At that time, I was living in the Latino program house [at Wesleyan University]. It was called La Casa de Albizu Campos, and it was on-campus housing. At Wesleyan, there’s a program house for every kind of cultural affinity. To get into La Casa, you needed to write an essay about how you plan to serve the Latino community at Wesleyan. My entrance was the arts. I was, I think, the only art major in my house. I was there with engineering majors and math majors. But we were all first-generation or second-generation Latino kids. I didn’t have that experience in high school. And suddenly I had friends who were really just like me in that we were as fluent in some things — Marc Anthony, the TV we grew up with, Walter Mercado — as we were with mainstream American culture.
I think that was a big part of me being able to access more of myself in my writing. Everything I’d written prior to then kind of sounded like [Rent composer] Jonathan Larson, kind of musical theater-ish, rock-ish stuff. But I didn’t bring my culture to it or any of my heritage to it.

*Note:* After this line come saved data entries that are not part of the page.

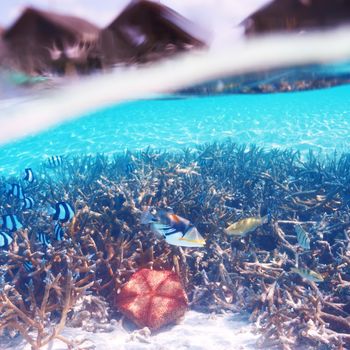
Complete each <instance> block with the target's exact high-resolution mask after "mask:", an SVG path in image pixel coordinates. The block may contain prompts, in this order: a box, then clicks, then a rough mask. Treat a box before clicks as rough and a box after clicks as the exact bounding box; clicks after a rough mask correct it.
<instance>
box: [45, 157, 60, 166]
mask: <svg viewBox="0 0 350 350" xmlns="http://www.w3.org/2000/svg"><path fill="white" fill-rule="evenodd" d="M62 164H63V157H62V156H51V157H48V158H47V167H49V168H51V169H53V168H57V167H59V166H61V165H62Z"/></svg>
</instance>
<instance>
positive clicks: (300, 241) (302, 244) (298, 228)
mask: <svg viewBox="0 0 350 350" xmlns="http://www.w3.org/2000/svg"><path fill="white" fill-rule="evenodd" d="M295 232H296V234H297V239H298V243H299V245H300V247H302V248H303V249H306V250H309V249H310V238H309V235H308V233H307V232H306V231H305V230H304V229H303V228H302V227H301V225H296V226H295Z"/></svg>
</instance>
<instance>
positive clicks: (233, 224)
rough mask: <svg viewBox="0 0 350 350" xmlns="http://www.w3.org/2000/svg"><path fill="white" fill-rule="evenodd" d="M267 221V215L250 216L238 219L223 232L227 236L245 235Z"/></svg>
mask: <svg viewBox="0 0 350 350" xmlns="http://www.w3.org/2000/svg"><path fill="white" fill-rule="evenodd" d="M268 221H269V216H268V215H266V216H263V217H260V216H252V217H250V218H245V219H242V220H239V221H237V222H235V223H233V224H232V225H230V226H229V227H227V228H226V229H225V230H224V232H225V233H226V234H227V235H229V236H245V235H246V234H247V233H249V232H253V231H255V230H256V229H257V228H258V227H259V226H261V225H263V224H266V223H267V222H268Z"/></svg>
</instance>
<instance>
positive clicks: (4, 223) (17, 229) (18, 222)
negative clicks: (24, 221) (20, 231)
mask: <svg viewBox="0 0 350 350" xmlns="http://www.w3.org/2000/svg"><path fill="white" fill-rule="evenodd" d="M0 225H2V228H3V229H4V230H9V231H11V232H14V231H17V230H19V229H20V228H22V227H23V225H22V224H21V223H20V222H19V221H18V219H17V216H16V215H12V214H9V215H2V216H0Z"/></svg>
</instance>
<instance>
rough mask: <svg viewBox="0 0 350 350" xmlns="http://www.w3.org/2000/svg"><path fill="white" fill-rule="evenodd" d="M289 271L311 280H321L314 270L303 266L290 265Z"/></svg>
mask: <svg viewBox="0 0 350 350" xmlns="http://www.w3.org/2000/svg"><path fill="white" fill-rule="evenodd" d="M291 271H292V272H294V273H297V274H298V275H299V276H301V277H303V278H305V279H307V280H309V281H312V282H323V281H324V279H323V277H322V276H321V275H320V274H319V273H318V272H316V271H313V270H310V269H304V268H300V267H299V268H297V267H292V268H291Z"/></svg>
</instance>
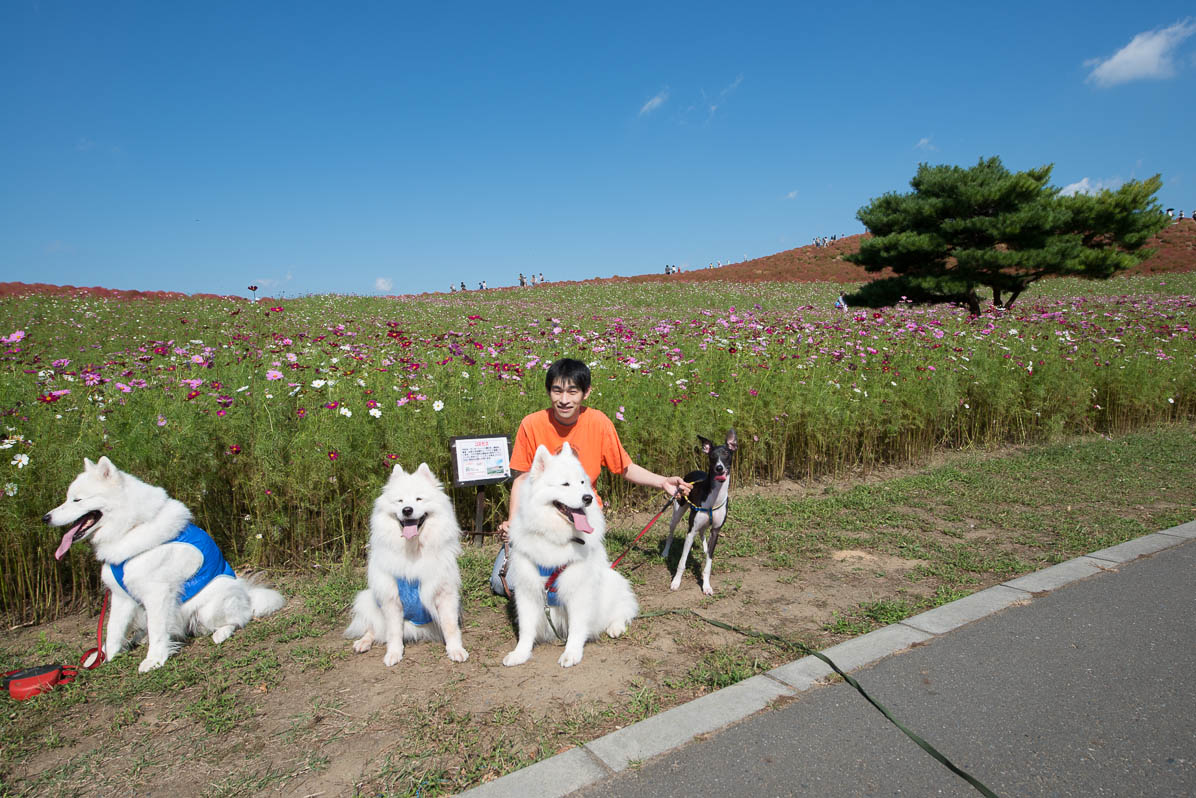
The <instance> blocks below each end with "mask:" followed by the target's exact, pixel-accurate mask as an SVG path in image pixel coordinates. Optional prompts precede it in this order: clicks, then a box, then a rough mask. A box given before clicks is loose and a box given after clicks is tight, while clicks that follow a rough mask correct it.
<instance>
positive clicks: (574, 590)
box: [502, 443, 640, 668]
mask: <svg viewBox="0 0 1196 798" xmlns="http://www.w3.org/2000/svg"><path fill="white" fill-rule="evenodd" d="M605 534H606V522H605V520H604V519H603V514H602V510H600V508H599V507H598V501H597V500H596V498H594V493H593V488H592V486H591V485H590V479H588V477H587V476H586V473H585V470H584V469H582V468H581V463H580V462H579V461H578V458H576V456H575V455H574V453H573V449H572V447H570V446H569V444H567V443H566V444H565V445H563V446H562V447H561V452H560V453H559V455H550V453H549V451H548V449H547V447H544V446H539V447H538V449H537V450H536V457H535V458H533V459H532V464H531V470H529V471H527V479H526V480H524V482H523V485H521V487H520V494H519V507H518V508H517V511H515V517H514V518H513V519H512V522H511V532H509V535H511V565H509V567H508V569H507V580H508V583H509V585H511V589H512V591H513V592H514V602H515V616H517V619H518V623H519V642H518V645H515V647H514V651H512V652H511V653H508V654H507V656H506V657H504V658H502V664H504V665H521V664H523V663H525V662H527V659H530V658H531V648H532V646H533V645H535V644H536V642H550V641H554V640H557V639H563V640H565V653H562V654H561V658H560V659H559V660H557V662H560V664H561V665H562V666H565V668H570V666H573V665H576V664H578V663H579V662H581V651H582V648H584V647H585V645H586V641H588V640H596V639H597V638H598V635H600V634H602V633H603V632H605V633H606V634H609V635H610V636H612V638H617V636H618V635H621V634H623V632H624V631H626V629H627V625H628V623H629V622H630V621H631V619H634V617H635V616H636V614H637V613H639V611H640V605H639V603H637V602H636V601H635V593H634V592H631V585H630V584H629V583H628V581H627V579H626V578H623V575H622V574H620V573H618V572H617V571H614V569H612V568H611V567H610V564H609V562H608V560H606V547H605ZM545 608H547V611H545Z"/></svg>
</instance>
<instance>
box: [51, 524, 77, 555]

Living in that house, I realized, “Oh, there’s more out there like me. I just needed to write the truest version of what I know.” This was in 1999 or 2000, at the time of the first Latin pop boom. Ricky Martin, “Cup of Life.” Marc Anthony singing in English for the first time. Enrique Iglesias, “Bailamos.” I’m watching all these incredibly talented Latin guys. But they’re all incredibly hot Latin guys, and I was like, “That’s not me.”
I had directed West Side Story at my high school years before and realized that there was nothing in the musical theater canon that played to any of my strengths. So it was like, “Let me write what is missing.” Then I had all of these other forces pushing on me that led to In the Heights. Can we talk about ourselves with love? Can we talk about our neighborhoods? And have a fully Latino cast?”